Saturday, March 24, 2007
hey folks, i'll be on Air America on Sunday evening talking about corruption in Afghanistan; yeah I know Air America went bankrupt but they're back under new ownership, and I really love the show I'm on, Laura Flanders' RadioNation, if you get a chance to listen, it starts at 7pm sunday and I think i'm near the top of the hour. On the radio in NYC on 1600AM or online at http://www.lauraflanders.com/pages/radionation.html
Friday, March 23, 2007
On Going Native ("Pahtooled")

Afghanistan is pretty variegated genetically - there's dark skin and light, blue eyes and brown, and each region has its genotype, so what a 'typical' Afghan looks like actually changes as you traverse the country. Now that i'm a little worn with travel and my beard's shaggy, Afghans tell me I could pass for an Afghan from the Panjshir valley, in the northeast about two hours from Kabul.
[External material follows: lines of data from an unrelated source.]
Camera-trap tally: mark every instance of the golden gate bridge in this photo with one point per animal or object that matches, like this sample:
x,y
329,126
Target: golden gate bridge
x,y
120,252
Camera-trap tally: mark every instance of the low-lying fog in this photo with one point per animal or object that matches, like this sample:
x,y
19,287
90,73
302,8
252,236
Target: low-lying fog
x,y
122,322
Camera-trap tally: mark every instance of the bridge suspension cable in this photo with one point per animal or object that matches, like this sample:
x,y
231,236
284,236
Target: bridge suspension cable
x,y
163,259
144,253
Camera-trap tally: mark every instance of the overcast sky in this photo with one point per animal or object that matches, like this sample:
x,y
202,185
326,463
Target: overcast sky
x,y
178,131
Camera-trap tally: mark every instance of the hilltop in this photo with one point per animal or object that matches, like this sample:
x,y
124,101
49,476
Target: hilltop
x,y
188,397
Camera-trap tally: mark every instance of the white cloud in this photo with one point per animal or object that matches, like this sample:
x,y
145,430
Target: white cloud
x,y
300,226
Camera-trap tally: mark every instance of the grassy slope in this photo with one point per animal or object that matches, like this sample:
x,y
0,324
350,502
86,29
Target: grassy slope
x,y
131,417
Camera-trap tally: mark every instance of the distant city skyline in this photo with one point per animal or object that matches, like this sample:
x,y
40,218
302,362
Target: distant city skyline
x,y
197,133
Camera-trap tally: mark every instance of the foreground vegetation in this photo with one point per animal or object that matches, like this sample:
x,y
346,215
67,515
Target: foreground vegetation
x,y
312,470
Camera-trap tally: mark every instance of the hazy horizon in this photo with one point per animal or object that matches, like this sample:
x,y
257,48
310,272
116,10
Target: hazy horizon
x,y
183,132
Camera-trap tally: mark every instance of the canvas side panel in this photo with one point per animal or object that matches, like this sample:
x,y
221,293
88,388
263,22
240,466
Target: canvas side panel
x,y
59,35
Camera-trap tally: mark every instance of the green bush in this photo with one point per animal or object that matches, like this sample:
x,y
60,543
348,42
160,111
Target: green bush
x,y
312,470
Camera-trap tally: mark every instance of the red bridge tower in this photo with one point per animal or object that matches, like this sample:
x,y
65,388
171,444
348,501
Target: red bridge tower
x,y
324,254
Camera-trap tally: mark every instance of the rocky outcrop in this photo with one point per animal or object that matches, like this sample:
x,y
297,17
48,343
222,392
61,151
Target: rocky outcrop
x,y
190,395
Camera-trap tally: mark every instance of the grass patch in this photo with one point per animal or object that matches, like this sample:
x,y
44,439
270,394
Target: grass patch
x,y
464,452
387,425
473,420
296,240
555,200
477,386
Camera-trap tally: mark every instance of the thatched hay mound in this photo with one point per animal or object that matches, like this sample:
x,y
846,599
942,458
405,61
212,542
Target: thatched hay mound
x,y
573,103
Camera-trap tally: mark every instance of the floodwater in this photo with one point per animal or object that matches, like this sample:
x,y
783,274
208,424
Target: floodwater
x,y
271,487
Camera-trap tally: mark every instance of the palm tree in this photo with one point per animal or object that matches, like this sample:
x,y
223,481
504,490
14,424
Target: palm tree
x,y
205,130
I admit a little pride in this since in a country famous for its fighters the Panjshiri villagers are fierce as freaking lions. ("Panjshir" actually translates to "5 lions.")
So I figured I'd complete the disguise and bought myself a hat popular in Panjshir called a pahtool. It works surprisingly well. When I wear the pahtool and afghan clothes, i get treated like an afghan, which has taught me that at least in the city of Mazar it's a lot better to be a foreigner. As a foreigner i get smiles, my bags aren't searched, and tailors refuse to take money after sewing my fraying coat because i am a "guest." (I also get swindled, stared at, and am the butt of most jokes). But as an afghan, i get shoved by police at the shrine, hit up for bribes on the road, and stopped at every bank or electronics shop i choose to enter.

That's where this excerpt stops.